The first person a director generally thinks of is someone to help keep track of the money. A parent who is an accountant is invaluable here. So is anyone with bookkeeping or small business management experience. This person needs to be trustworthy, accountable, and completely reliable. Tours cost money, and the money needs to be well-stewarded. I feel fortunate never to have been involved in a situation where the ensemble was harmed by malfeasance, but surely that’s happened to some ensemble, somewhere. Choose this person wisely, and make sure they can be trusted.

Next, if the ensemble is looking to fundraise some or all of the tour costs, a fundraising chair is very valuable. This can be someone with any sort of fundraising experience, professional or volunteer, or can simply be someone with a lot of creative ideas.

In any case, signing up for and promoting profit sharing nights at local restaurants takes time and effort. Working with a fund raising company, if you choose to, takes time and effort. Organizing a raffle or an auction (I’m more partial to raffles, myself) takes time and effort. It all adds up to a lot of time and effort, and an enthusiastic fundraising chair can lighten your workload while filling your coffers!

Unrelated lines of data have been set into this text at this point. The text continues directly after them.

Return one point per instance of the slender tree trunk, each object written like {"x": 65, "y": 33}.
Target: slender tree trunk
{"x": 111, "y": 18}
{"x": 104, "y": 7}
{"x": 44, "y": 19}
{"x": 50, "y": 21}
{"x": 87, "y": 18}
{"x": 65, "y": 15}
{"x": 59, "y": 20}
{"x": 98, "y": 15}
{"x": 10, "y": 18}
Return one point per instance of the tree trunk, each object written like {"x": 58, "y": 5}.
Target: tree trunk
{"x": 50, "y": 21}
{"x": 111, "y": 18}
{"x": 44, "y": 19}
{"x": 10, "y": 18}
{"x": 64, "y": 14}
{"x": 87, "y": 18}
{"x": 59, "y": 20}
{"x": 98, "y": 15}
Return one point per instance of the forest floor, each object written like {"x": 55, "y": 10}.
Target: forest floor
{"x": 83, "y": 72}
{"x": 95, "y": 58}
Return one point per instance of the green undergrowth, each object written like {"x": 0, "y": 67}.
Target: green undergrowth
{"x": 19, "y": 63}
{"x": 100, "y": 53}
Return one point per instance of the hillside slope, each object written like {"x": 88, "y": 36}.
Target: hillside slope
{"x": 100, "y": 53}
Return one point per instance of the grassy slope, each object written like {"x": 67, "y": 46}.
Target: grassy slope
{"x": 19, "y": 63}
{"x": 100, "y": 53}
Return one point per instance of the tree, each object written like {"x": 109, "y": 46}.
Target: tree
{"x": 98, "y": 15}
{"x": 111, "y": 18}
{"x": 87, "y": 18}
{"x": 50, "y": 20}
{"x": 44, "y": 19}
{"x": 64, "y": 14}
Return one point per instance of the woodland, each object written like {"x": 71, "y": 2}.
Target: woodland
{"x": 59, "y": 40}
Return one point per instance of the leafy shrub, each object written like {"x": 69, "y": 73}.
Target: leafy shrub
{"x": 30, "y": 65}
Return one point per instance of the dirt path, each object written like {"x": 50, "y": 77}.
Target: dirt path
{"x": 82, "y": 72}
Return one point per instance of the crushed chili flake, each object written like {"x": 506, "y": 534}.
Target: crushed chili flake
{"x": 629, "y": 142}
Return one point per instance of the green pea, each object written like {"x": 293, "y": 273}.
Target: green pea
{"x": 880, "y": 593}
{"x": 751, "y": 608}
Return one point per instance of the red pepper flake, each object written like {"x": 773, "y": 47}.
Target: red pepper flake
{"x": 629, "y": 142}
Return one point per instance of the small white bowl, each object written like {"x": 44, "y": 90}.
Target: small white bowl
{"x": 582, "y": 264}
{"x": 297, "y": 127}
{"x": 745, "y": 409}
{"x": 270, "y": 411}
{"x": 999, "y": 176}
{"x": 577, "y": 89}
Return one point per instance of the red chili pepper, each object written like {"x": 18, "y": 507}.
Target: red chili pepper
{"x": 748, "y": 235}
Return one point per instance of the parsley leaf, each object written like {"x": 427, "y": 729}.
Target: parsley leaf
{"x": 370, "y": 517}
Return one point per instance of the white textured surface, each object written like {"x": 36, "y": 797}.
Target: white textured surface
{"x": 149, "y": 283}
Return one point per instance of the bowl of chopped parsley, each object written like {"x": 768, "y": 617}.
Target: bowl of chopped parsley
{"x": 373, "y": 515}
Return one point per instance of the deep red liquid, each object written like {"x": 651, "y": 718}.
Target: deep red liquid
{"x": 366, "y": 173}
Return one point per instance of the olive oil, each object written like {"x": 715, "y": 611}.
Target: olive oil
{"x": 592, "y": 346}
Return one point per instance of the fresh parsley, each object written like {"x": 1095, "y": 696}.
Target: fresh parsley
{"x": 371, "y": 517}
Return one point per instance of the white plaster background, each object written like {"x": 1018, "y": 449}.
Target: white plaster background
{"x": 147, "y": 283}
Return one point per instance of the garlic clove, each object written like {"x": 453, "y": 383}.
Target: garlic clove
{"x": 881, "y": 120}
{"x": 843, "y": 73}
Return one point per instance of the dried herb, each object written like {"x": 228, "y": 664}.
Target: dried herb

Fundraising Helps, Social Media Generates Interest

Fundraising involves a great deal of promotion, and promotion requires getting the ensemble’s cause out in the public. Ten years ago, I would have said that you need a press person. You still do, but nowadays you would be wise to also have a social media manager. Traditional press can be elusive, but they are sometimes only a phone call (or two . . . or three . . . or four away). News cycles ebb and flow, but the time newscasts and morning shows need to fill remain the same day in and day out.

Social media allows you to be your own press.

Find and keep in touch with your local television station’s bookers, and if you were successful in picking a tour or event that will engage the community, be ready for them to say “yes” . . . at some point. A kind but persistent person will be valuable in keeping all of the traditional press aware of what you are doing.

Social media allows you to be your own press. Write a short article about your ensemble and what it is working toward, and post it to your social media channels. Take pictures at band camp, or videos of rehearsals and post them frequently. Ask your ensemble members to regularly share your social media manager’s posts.

The more activity you have, the more buzz you can generate. And then when the local news or newspaper features you, blast that out to the audience you’ve been growing online and let them see how the community-at-large is getting behind your endeavors. This isn’t an exact science, but with some energetic people steering it, you will soon see success.


TongRo Images/TongRo Images/Thinkstock


Keep an Eye on the Paperwork (with Help Of Course!)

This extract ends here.